No fue insensible la ordenada mentalidad de Mr. Pickwick al influjo de una escena semejante... Poseído de la resolución que adoptara de descubrir el verdadero modo de ser del atrabiliario Jingle, cualquiera que fuese el lugar en que pudiera desarrollar sus falaces designios, había permanecido taciturno y estático al principio, recapacitando acerca de los medios de lograr su propósito. Mas poco a poco fue su atención interesándose en los objetos que le rodeaban, y acabó por disfrutar de aquel paseo en coche, cual si hubiéralo emprendido por los más agradables motivos del mundo.

—Hermosa perspectiva, Sam —dijo Mr. Pickwick.

—Abajo todas las chimeneas —replicó Mr. Weller, llevándose la mano al sombrero.

—Me parece que en tu vida habrás visto otra cosa que chimeneas, ladrillos y mortero, ¿verdad, Sam? —dijo sonriendo Mr. Pickwick.

—No siempre fui limpiabotas, sir —dijo Mr. Weller moviendo la cabeza—; fui un tiempo ayudante de carretero.

—¿Cuándo fue eso? —preguntó Mr. Pickwick.

—Cuando me sacaron al mundo para saltar por sus dificultades y contrariedades —replicó Sam—. Primero fui mozo de carretero, luego de un ordinario, criado de posada después, y, por fin, limpiabotas. Ahora soy criado de un caballero, y un día de éstos puede que sea yo un caballero con una pipa en la boca y cenador en el fondo de mi jardín. ¡Quién sabe! No me sorprendería nada.

—Eres un filósofo, Sam —dijo Mr. Pickwick.

—Es de familia, creo, sir —replicó Mr. Weller—. Mi padre tuvo ribetes de ello. Cuando le zurra mi madrastra se pone a silbar. Si ella, en un momento de coraje, le rompe una pipa, sale él y se compra otra. Si ella empieza a gritar y le da un ataque de histerismo, él fuma a placer hasta que ella vuelve. ¿No es esto filosofía, sir?

—Por lo menos es un fiel remedo de ella —replicó sonriendo Mr. Pickwick—. Debe de haberte servido de gran ayuda en el curso de tu azarosa vida, Sam.

—¡Ayuda, sir! —exclamó Sam—. Bien puede usted decirlo. Desde que dejé al carretero hasta entrar con el ordinario, pasé quince días en una vivienda bastante desmantelada.

—¿Vivienda desmantelada? —dijo Mr. Pickwick.

—Sí... los arcos secos del puente de Waterloo. Magnífico dormitorio... a diez minutos de las oficinas públicas...; si algún reparo se le puede poner, es el de estar algo azotado por el viento. Algunas cosas curiosas vi por allí.

—Me lo figuro —dijo Mr. Pickwick con aire de gran interés.
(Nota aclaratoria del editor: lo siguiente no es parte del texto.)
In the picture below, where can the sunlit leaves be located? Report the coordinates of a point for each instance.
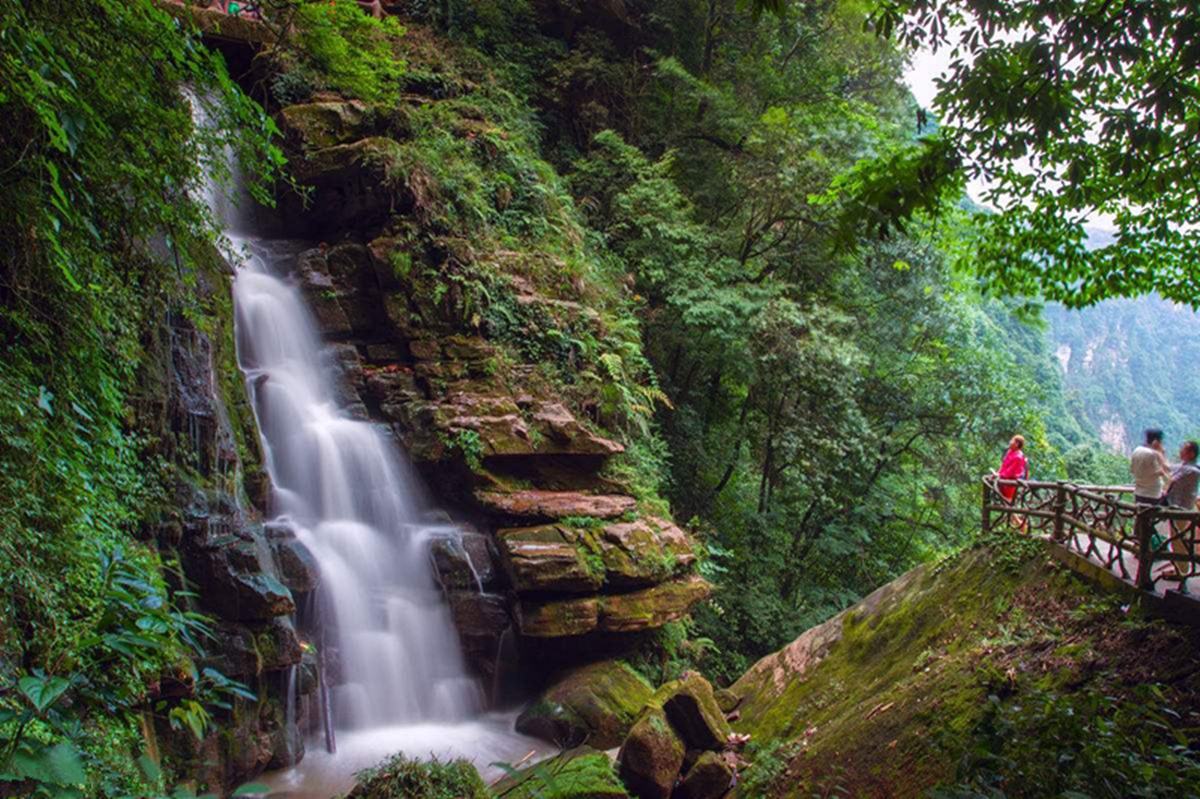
(1067, 113)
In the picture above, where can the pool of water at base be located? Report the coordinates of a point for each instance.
(485, 740)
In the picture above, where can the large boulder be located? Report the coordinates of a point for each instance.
(652, 607)
(694, 713)
(235, 583)
(403, 778)
(558, 618)
(244, 650)
(709, 778)
(352, 187)
(595, 704)
(633, 612)
(549, 558)
(651, 757)
(581, 773)
(559, 558)
(318, 125)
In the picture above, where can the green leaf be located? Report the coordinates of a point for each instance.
(42, 691)
(45, 396)
(59, 764)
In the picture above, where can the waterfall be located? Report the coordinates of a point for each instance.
(389, 643)
(353, 502)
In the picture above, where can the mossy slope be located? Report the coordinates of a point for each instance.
(885, 700)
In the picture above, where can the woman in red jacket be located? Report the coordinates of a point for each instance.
(1014, 467)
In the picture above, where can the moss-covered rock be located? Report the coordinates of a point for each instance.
(558, 618)
(555, 504)
(694, 713)
(315, 126)
(652, 756)
(633, 612)
(547, 559)
(886, 698)
(402, 778)
(577, 774)
(709, 778)
(652, 607)
(595, 704)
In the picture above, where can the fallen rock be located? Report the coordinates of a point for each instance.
(643, 552)
(549, 559)
(556, 504)
(634, 612)
(709, 778)
(313, 126)
(558, 618)
(595, 704)
(693, 710)
(249, 649)
(651, 757)
(298, 566)
(577, 774)
(726, 700)
(652, 607)
(233, 581)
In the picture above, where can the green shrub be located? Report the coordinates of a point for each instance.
(341, 48)
(402, 778)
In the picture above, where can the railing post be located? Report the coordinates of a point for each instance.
(1060, 508)
(985, 522)
(1144, 529)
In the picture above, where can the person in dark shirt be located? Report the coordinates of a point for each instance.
(1181, 493)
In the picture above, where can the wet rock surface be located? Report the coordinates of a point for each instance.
(594, 704)
(709, 778)
(651, 756)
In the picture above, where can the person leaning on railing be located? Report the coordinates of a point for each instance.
(1181, 492)
(1150, 469)
(1014, 467)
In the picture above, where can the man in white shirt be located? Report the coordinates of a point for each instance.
(1181, 493)
(1150, 469)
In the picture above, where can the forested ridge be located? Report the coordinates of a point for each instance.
(671, 217)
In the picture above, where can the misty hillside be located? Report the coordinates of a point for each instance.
(1129, 365)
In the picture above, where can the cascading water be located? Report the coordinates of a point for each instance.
(347, 493)
(400, 683)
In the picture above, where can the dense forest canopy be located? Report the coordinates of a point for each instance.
(1069, 112)
(815, 400)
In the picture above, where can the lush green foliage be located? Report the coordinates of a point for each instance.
(827, 409)
(1087, 744)
(402, 778)
(1129, 365)
(334, 46)
(97, 156)
(1068, 110)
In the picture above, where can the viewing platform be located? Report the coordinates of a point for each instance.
(1147, 551)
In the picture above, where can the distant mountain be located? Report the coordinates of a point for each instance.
(1128, 365)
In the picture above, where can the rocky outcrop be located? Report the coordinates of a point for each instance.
(245, 575)
(555, 556)
(581, 773)
(679, 745)
(693, 710)
(651, 757)
(594, 704)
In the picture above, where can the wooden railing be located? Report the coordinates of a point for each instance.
(1104, 526)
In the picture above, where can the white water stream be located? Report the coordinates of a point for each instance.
(400, 683)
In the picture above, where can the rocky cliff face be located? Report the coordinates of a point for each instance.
(556, 554)
(247, 576)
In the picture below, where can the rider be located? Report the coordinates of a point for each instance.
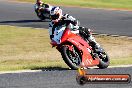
(43, 6)
(56, 16)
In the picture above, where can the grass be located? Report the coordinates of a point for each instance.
(28, 48)
(113, 4)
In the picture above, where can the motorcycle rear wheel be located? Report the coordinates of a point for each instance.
(71, 57)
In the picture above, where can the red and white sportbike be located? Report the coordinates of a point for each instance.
(76, 51)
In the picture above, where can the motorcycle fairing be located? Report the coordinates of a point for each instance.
(82, 45)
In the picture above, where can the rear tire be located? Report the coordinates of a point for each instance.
(72, 59)
(104, 60)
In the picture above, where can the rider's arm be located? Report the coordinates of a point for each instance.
(50, 30)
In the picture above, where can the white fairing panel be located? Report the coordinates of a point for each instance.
(58, 34)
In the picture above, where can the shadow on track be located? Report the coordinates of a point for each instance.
(51, 68)
(22, 21)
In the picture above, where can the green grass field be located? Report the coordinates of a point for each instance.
(111, 4)
(28, 48)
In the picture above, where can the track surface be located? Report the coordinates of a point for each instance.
(103, 21)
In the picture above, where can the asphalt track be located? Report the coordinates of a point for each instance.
(103, 21)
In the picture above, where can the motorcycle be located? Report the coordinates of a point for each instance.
(42, 13)
(76, 51)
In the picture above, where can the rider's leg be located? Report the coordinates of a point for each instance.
(85, 32)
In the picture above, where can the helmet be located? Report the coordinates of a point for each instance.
(55, 13)
(39, 2)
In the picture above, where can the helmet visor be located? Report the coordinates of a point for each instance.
(55, 16)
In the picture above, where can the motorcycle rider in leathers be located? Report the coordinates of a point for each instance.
(56, 16)
(43, 6)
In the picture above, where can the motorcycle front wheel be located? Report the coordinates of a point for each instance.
(71, 55)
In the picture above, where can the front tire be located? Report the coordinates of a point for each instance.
(71, 57)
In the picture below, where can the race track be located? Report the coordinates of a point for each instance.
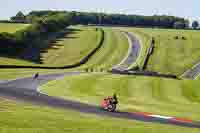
(26, 89)
(133, 52)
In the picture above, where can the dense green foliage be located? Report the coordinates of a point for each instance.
(27, 37)
(114, 19)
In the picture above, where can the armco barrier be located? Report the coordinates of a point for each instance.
(83, 61)
(144, 73)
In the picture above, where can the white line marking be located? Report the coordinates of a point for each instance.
(160, 116)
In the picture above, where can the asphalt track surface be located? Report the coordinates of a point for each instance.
(192, 73)
(26, 89)
(133, 52)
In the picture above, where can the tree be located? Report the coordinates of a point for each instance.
(195, 24)
(179, 25)
(19, 18)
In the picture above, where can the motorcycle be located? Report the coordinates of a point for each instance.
(109, 104)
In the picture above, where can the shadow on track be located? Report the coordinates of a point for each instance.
(42, 99)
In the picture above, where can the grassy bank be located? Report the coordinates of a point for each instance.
(21, 117)
(11, 28)
(159, 96)
(171, 55)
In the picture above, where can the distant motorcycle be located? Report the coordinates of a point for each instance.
(109, 103)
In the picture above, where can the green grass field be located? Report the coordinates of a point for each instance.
(11, 28)
(66, 51)
(171, 55)
(73, 48)
(113, 51)
(19, 117)
(159, 96)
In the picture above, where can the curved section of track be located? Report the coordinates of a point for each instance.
(133, 52)
(193, 73)
(26, 89)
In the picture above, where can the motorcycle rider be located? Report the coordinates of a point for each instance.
(114, 99)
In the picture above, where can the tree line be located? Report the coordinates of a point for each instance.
(45, 22)
(116, 19)
(12, 44)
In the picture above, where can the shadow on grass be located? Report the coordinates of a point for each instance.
(34, 52)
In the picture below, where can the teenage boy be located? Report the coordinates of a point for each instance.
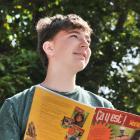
(64, 47)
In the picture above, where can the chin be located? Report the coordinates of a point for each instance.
(80, 68)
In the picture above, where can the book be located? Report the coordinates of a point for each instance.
(55, 117)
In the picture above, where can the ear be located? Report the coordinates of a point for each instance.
(48, 48)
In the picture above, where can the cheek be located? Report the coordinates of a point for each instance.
(88, 53)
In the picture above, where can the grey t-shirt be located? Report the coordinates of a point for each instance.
(15, 110)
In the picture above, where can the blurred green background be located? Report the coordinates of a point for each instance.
(114, 68)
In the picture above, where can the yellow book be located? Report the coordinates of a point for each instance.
(55, 117)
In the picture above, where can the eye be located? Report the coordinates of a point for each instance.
(74, 36)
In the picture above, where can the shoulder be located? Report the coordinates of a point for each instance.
(95, 100)
(22, 96)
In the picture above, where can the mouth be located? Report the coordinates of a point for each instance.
(82, 55)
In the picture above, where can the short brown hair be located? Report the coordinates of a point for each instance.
(48, 27)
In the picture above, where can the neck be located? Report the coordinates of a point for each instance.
(60, 79)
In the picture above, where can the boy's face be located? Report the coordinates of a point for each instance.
(71, 49)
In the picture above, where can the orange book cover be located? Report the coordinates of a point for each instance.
(55, 117)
—Cosas, sir —prosiguió Mr. Weller—, que hubieran traspasado su buen corazón. No se ven por allí vagabundos de profesión; éstos conocen sitios mejores. Los mendigos principiantes, hombres y mujeres, suelen tener allí sus cuarteles; mas, por lo general, sólo los descamisados, hambrientos y hampones son los que se arrastran por aquellos solitarios y oscuros rincones... desdichadas gentes que no pueden aspirar a la cuerda de dos peniques.

—Pero, Sam, ¿qué es la cuerda de dos peniques? —preguntó Mr. Pickwick.

—La cuerda de dos peniques, sir —repuso Sam—, es precisamente las casas de refugio, donde cuesta la cama dos peniques por noche.

—¿Y por qué llaman cuerda a la cama? —dijo Mr. Pickwick.

—Bendita candidez, sir; no es eso —replicó Sam—. Cuando los caballeros y las señoras que tienen esas fondas empezaron su negocio hacían las camas en el suelo; pero esto no resultaba productivo, porque, en vez de contentarse los huéspedes con un sueño modesto de dos peniques, se quedaban allí hasta mediodía. Por eso han puesto luego dos cuerdas separadas unos seis pies y a tres del suelo que va por debajo. Sobre ellas colocan las camas, que son jergones de saco.